За каждым человеком стоят его предки. На самом примитивном, школьном генеалогическом древе и то сразу становится видно, как много их. Одаренные в математике рассказали бы про прогрессии или что-то в этом роде, мне такие пояснения и близко не светили. Я просто понял там, наверху, что кроме давно утраченной памяти поколений, родовых историй и легенд, непременно передаваемых раньше от старших к младшим, современный человек потерял очень многое. В том числе — личную, с детства привитую ответственность за добрую память тех, кто жил до него, и без кого не началась бы его жизнь. А, как известно, если нет ответственности — нет ни страха наказания, ни понимания важности. Это, наверное, одна из причин того, что происходит вокруг каждого из нас. А еще мы говорили о чести.
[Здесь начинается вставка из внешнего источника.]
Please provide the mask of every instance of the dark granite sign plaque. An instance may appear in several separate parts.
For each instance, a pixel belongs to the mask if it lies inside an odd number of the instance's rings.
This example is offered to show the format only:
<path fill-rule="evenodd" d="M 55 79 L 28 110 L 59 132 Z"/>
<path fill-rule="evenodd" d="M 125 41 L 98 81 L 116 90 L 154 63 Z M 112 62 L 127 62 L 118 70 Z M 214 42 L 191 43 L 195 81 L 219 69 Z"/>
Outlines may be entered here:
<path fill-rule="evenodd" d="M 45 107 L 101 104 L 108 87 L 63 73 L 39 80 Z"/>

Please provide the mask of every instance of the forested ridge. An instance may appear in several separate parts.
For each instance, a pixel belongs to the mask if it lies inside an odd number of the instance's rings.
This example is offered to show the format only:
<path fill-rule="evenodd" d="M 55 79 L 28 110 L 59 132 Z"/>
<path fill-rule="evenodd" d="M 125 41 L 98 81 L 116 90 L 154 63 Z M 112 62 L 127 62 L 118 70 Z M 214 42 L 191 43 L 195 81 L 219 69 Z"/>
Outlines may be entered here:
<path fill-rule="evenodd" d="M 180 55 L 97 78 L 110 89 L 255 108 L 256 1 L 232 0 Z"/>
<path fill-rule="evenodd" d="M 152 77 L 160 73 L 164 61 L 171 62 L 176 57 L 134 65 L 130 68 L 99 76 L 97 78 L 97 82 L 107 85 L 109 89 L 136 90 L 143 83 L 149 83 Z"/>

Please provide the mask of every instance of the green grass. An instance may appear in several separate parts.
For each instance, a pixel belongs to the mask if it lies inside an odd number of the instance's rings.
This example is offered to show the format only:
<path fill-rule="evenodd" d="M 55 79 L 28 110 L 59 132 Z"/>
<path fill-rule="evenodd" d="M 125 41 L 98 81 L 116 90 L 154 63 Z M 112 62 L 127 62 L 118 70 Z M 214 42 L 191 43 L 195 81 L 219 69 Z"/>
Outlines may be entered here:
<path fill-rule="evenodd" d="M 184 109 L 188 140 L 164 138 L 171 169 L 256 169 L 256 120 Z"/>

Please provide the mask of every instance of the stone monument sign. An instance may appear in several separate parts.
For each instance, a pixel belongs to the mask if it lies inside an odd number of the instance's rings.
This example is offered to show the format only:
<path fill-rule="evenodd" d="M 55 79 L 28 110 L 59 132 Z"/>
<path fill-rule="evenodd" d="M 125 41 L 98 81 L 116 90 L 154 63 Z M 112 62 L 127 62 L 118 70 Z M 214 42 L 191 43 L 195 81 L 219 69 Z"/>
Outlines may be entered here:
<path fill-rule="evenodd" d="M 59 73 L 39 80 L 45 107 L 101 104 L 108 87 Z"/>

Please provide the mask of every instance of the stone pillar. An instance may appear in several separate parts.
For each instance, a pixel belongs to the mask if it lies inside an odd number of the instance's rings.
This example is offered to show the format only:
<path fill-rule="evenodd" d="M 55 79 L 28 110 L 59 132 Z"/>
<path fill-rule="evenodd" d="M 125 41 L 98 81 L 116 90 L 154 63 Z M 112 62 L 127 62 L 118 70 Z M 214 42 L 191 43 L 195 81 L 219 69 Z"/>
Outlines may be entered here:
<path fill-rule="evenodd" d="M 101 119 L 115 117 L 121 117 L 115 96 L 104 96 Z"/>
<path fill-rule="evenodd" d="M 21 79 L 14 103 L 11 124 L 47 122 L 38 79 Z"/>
— На Киев не за властью шел, не было нужды в ней. Ярославичи да Изяславичи свару за престол затеяли, а меня за простой люд обида взяла. Им хлеб бы растить, борти обходить, зверя да рыбу брать, а они княжьим словом друг на друга рогатины вострят. Верил, что смогу образумить родню. Да в поруб попал с сынами. Народ киевский потому и вызволил нас, что почуял веру да волю мою. Дважды семь лун под землей просидел, да оттуда разом на великокняжий престол взлетел. Семь лун там из кожи вон лез, да так и не вылез. Кружит власть голову, слепит да жжет глаза, как солнце, тянутся люди к ней. Да не ведают, что близкое солнце выжигает нутро дотла. И стоят-толпятся возле стольца княжьего те мурьи, с нутром выжженным. Предки наши что на рать, что на сев, что на охоту в одном ряду шли, не чинясь. А как стали выбирать, кому да за кого голову сложить — так и пошли беда за бедой. Всяк норовит другого перед собой в сторону смерти поставить, а в сторону злата каждый первым хочет стать…
Много рассказал Голос тогда. И про то, что род Ланевского одной ветвью к Волкам восходил, а другой — к ближнику Святослава, Свенельду, что так просил князя-пардуса обойти те проклятые Днепровские пороги.
Я положил ладонь на еле-еле шевелившуюся грудь Сереги и произнес:
— Поднимайся, Свен! Наша взяла.
Тело Ланевского дернулось от макушки до пальцев ног, одним слитным движением. Мониторы, до этого бесстрастно передававшие какие-то показатели, затихли и погасли, грустно моргнув напоследок. Рука Головина, которую он положил было мне на плечо, собираясь, видимо, остановить или помешать, отлетела, как будто от пинка, а сам он ахнул. Лорд открыл глаза, да только не свои. Его были серыми, как у актера МакКонахи, на которого он вообще был здорово похож, а на меня смотрели водянисто-голубые, как воды фьорда солнечным летним утром.
— Жи-и-ивой! — на выдохе протянул он, моргнув на полуслове. Второй раз голова Сереги открыла уже те глаза, которые не ней и предполагались, серые, с еле заметным желтоватым ободком вокруг зрачка.